Policy

Hey man, like were we libeled by the Wall Street Journal?

|

Yesterday, the "Best of the Web" section of the Wall Street Journal's OpinionJournal.com site ran a short piece extolling a recent REASON Online column by our Washington Editor Michael W. Lynch. (Scroll to "Getting Railroaded") The column addressed three major and ongoing Amtrak scandals: the rail line's very existence; its horrible, taxpayer-subsidized performance record; and its immensely disturbing for-profit collusion with the Drug Enforcement Administration. Lynch's column is available here.

In the same squib that directed readers to the Amtrak column, however, OpinionJournal also took the space to level a series of wholly accurate, partly accurate, and wholly inaccurate accusations against me and my staff. In the interests of fairness, full disclosure, and–coff, coff–clearing the air, I am prompted to respond to them point by point:

1. "Reason magazine," charges OpinionJournal.com, "has recently become the High Times of the policy world.

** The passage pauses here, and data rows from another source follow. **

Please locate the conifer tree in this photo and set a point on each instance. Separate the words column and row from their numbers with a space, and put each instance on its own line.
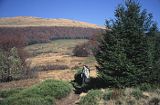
column 124, row 56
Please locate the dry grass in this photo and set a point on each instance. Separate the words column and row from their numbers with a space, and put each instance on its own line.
column 63, row 56
column 35, row 21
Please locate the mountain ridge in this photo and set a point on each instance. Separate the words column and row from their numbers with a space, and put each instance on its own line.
column 27, row 21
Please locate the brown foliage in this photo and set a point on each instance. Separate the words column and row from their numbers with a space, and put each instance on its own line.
column 43, row 34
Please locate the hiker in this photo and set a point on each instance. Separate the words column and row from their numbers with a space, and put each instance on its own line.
column 85, row 74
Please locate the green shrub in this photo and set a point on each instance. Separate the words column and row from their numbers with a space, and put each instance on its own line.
column 145, row 87
column 107, row 95
column 92, row 98
column 7, row 93
column 41, row 94
column 77, row 77
column 137, row 93
column 154, row 101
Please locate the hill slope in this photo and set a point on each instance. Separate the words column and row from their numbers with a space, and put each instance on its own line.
column 23, row 21
column 37, row 30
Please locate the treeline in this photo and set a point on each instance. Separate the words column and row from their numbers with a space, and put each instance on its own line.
column 33, row 35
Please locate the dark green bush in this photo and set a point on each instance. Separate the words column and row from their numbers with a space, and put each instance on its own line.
column 82, row 50
column 77, row 77
column 41, row 94
column 92, row 98
column 154, row 101
column 7, row 93
column 107, row 95
column 137, row 93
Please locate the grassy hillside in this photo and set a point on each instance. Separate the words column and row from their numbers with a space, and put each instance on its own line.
column 35, row 21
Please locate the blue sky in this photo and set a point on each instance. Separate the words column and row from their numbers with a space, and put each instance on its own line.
column 92, row 11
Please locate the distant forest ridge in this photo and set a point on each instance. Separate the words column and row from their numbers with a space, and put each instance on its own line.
column 39, row 30
column 24, row 21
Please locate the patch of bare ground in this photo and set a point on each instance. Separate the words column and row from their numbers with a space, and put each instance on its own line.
column 19, row 84
column 69, row 100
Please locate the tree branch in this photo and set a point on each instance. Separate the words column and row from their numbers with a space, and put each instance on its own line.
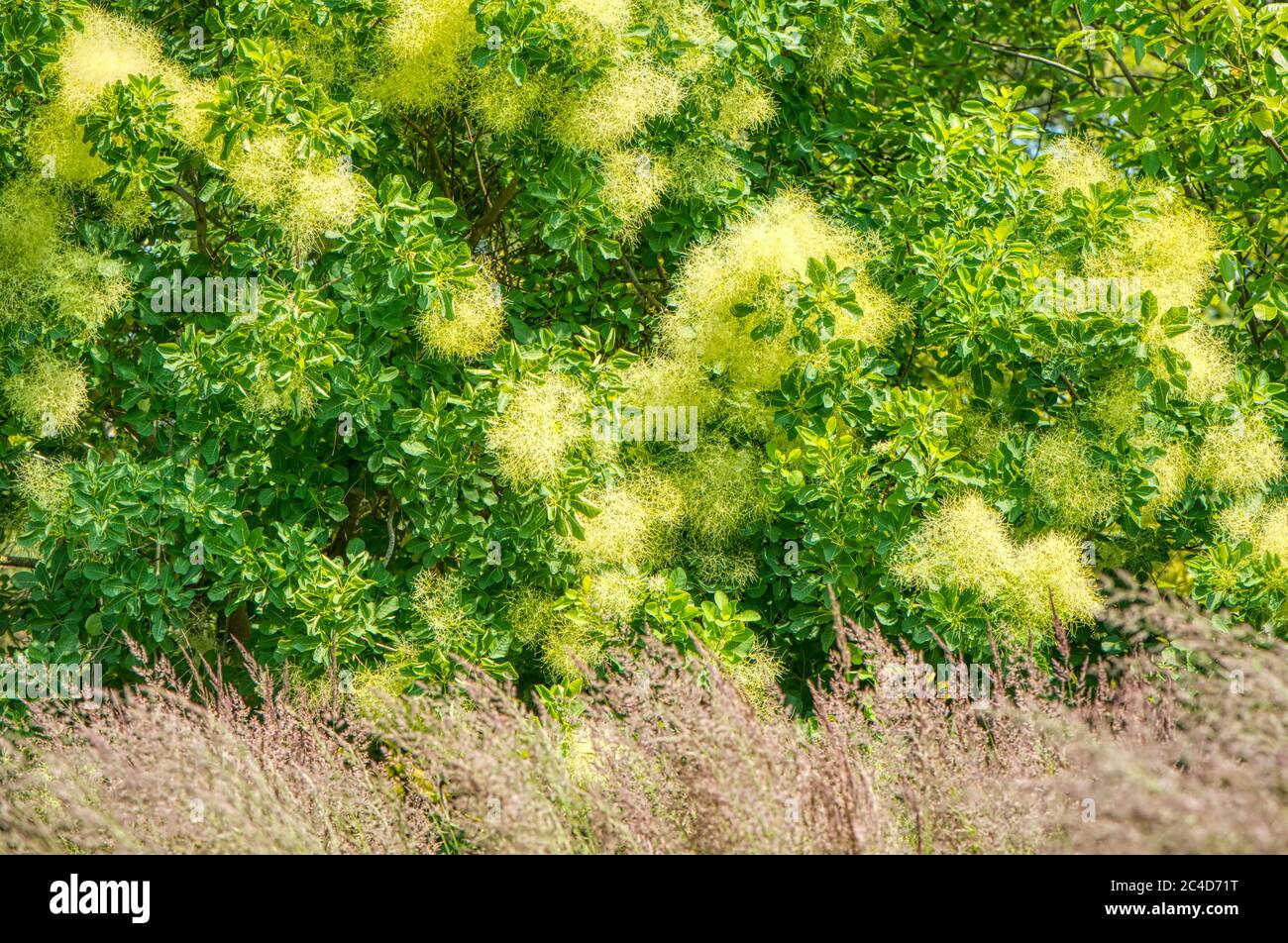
column 492, row 213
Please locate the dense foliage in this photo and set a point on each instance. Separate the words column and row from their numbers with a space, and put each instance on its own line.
column 380, row 335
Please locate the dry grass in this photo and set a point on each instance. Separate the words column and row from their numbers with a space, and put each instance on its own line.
column 1140, row 754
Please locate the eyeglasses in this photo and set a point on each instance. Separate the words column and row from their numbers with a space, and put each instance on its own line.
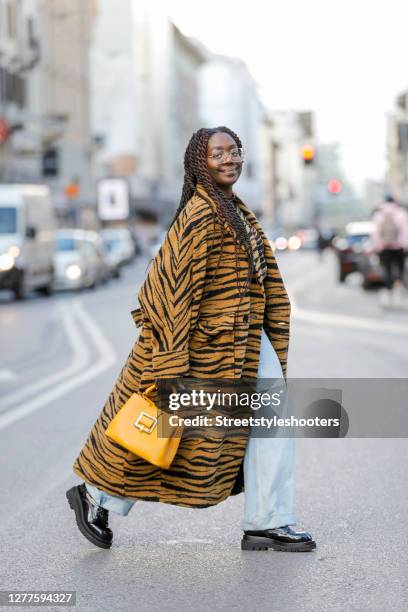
column 236, row 155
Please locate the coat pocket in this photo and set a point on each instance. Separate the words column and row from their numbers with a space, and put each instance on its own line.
column 212, row 326
column 137, row 316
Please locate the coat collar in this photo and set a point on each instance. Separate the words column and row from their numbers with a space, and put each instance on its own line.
column 201, row 191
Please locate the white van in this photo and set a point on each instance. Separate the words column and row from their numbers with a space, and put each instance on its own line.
column 27, row 238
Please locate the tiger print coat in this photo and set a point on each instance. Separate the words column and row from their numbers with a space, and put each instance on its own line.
column 192, row 321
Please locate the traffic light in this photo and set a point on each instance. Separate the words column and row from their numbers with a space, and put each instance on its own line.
column 334, row 186
column 308, row 154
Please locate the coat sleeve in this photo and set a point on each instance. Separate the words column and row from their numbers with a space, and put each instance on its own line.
column 277, row 308
column 172, row 291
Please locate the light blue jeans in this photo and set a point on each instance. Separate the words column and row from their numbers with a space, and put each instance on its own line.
column 268, row 470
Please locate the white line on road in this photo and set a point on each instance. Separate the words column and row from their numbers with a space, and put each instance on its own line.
column 333, row 319
column 80, row 351
column 107, row 357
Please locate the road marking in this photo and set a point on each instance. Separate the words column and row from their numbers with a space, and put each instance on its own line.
column 7, row 376
column 107, row 357
column 319, row 317
column 80, row 358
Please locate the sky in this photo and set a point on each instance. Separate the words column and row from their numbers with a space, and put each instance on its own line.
column 346, row 60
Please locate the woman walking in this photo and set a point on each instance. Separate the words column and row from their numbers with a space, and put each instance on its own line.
column 213, row 305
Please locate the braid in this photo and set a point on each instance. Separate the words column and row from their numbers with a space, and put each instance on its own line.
column 196, row 171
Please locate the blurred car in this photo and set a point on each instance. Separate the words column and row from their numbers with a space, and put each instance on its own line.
column 27, row 240
column 118, row 247
column 355, row 253
column 78, row 261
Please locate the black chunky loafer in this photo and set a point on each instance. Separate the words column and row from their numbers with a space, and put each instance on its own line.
column 281, row 538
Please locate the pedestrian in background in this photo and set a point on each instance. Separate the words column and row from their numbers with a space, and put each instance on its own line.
column 390, row 242
column 213, row 305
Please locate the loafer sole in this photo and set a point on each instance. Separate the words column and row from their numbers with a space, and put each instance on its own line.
column 75, row 503
column 260, row 543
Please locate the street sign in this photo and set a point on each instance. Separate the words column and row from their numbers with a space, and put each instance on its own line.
column 113, row 199
column 50, row 165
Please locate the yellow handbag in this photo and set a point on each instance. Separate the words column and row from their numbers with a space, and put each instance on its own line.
column 140, row 427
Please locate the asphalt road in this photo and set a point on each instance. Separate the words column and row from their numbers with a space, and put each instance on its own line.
column 59, row 359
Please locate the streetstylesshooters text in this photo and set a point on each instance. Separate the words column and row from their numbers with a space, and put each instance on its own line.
column 255, row 401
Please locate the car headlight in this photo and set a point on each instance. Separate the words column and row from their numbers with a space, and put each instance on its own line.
column 294, row 243
column 73, row 272
column 281, row 243
column 6, row 262
column 374, row 260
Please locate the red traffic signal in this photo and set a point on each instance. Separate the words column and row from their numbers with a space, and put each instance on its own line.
column 334, row 186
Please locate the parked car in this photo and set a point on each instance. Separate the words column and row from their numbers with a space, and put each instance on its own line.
column 118, row 245
column 78, row 262
column 353, row 249
column 308, row 237
column 27, row 240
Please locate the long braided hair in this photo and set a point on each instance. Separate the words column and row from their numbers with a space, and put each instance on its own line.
column 196, row 171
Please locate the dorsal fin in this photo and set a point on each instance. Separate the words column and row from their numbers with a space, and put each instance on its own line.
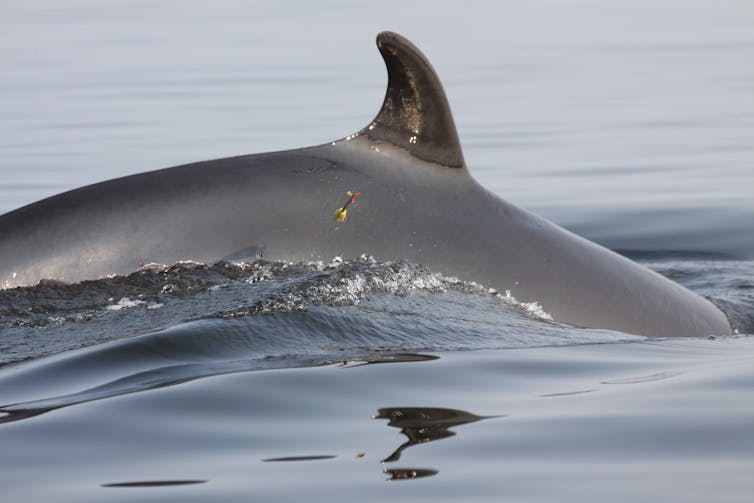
column 415, row 114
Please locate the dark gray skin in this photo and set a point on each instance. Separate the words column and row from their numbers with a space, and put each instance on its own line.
column 418, row 203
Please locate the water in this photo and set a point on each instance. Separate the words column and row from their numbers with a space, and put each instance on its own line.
column 627, row 122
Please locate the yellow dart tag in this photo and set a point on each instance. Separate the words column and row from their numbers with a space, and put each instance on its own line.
column 341, row 214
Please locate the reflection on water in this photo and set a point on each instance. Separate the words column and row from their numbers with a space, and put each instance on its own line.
column 423, row 424
column 300, row 458
column 420, row 425
column 164, row 376
column 409, row 473
column 155, row 483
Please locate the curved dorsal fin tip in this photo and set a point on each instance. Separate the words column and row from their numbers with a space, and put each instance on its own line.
column 415, row 114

The Los Angeles-based monthly has long championed the legalization of drugs on principled (though in our view wrongheaded) libertarian grounds."

It is completely accurate that REASON has long championed the legalization of drugs based on the libertarian notion of self-ownership–that individuals have a right to dispose of their bodies as they see fit (and, by the same token, individuals must take responsibility for harm to others that ensues from their actions). But in fact, we have not become the High Times of the policy world, as High Times does not support legalization of all currently illegal drugs; nor do we subscribe to High Times' distinction between natural and synthetic drugs.

We do agree that OpinionJournal's view on all this is, to use its own term, "wrongheaded."

2. OpinionJournal.com declares: "Under new editor Nick Gillespie…Reason has been running pieces that actually celebrate drug use, such as this signed editorial in which Gillespie acknowledges that he has 'used drugs on a recreational basis' and declares on behalf of casual stoners everywhere: 'Far from our drugs controlling us, by and large we control our drugs; as with alcohol, the primary motivation in taking drugs is to enjoy ourselves, not to destroy ourselves. . . . There is such a thing as responsible drug use and it is the rule, not the exception.'"

It is wholly accurate that REASON has recently run pieces that, if not "actually celebrat[ing] drug use" then discuss the matter in rational, open terms rarely seen in contemporary coverage of the topic. I did in fact write the words attributed to me, have used both legal and illegal drugs recreationally (even, on occasion, medically) and did once live on West Los Angeles' curiously named Stoner Avenue (odder still, I ingested no illegal drugs during my time there). My conviction that there is such a thing as "responsible drug use" proceeds from personal experience (and that of my friends), reviews of relevant medical research, and the same libertarian principles by which REASON argues for drug legalization.

3. "We imagine," write the OpinionJournal scribes, exhibiting a burst of creativity that could hardly have been fuelled simply by shots of whiskey and baskets of Twinkies, "the editorial meetings at Reason consisting of a bunch of earnest, well-scrubbed young wonks in bow ties sitting around a table debating the fine points of Social Security reform amid a haze of marijuana smoke."

As REASON's attorneys go to work preparing legal documents for a potential libel suit, let me state unequivocally that:

a) given the dispersed, decentralized nature of REASON magazine–with staff scattered across this great nation like so many methamphetamine cooks–we rarely have a staff meeting around any sort of table (our L.A. office is, to boot, located in a smoke-free building);

b) some–though by no means all–of REASON's staff are indeed earnest, well-scrubbed, and young (none, however, is a wonk of any sort); and

c) while some of REASON's staff do reportedly own bow ties, none has ever worn one to a staff meeting since my becoming editor. Indeed, though I leave personal dress decisions mostly up to individual staffers, I have always strongly discouraged bow-tie wearing, regardless of age, gender, and circumstance.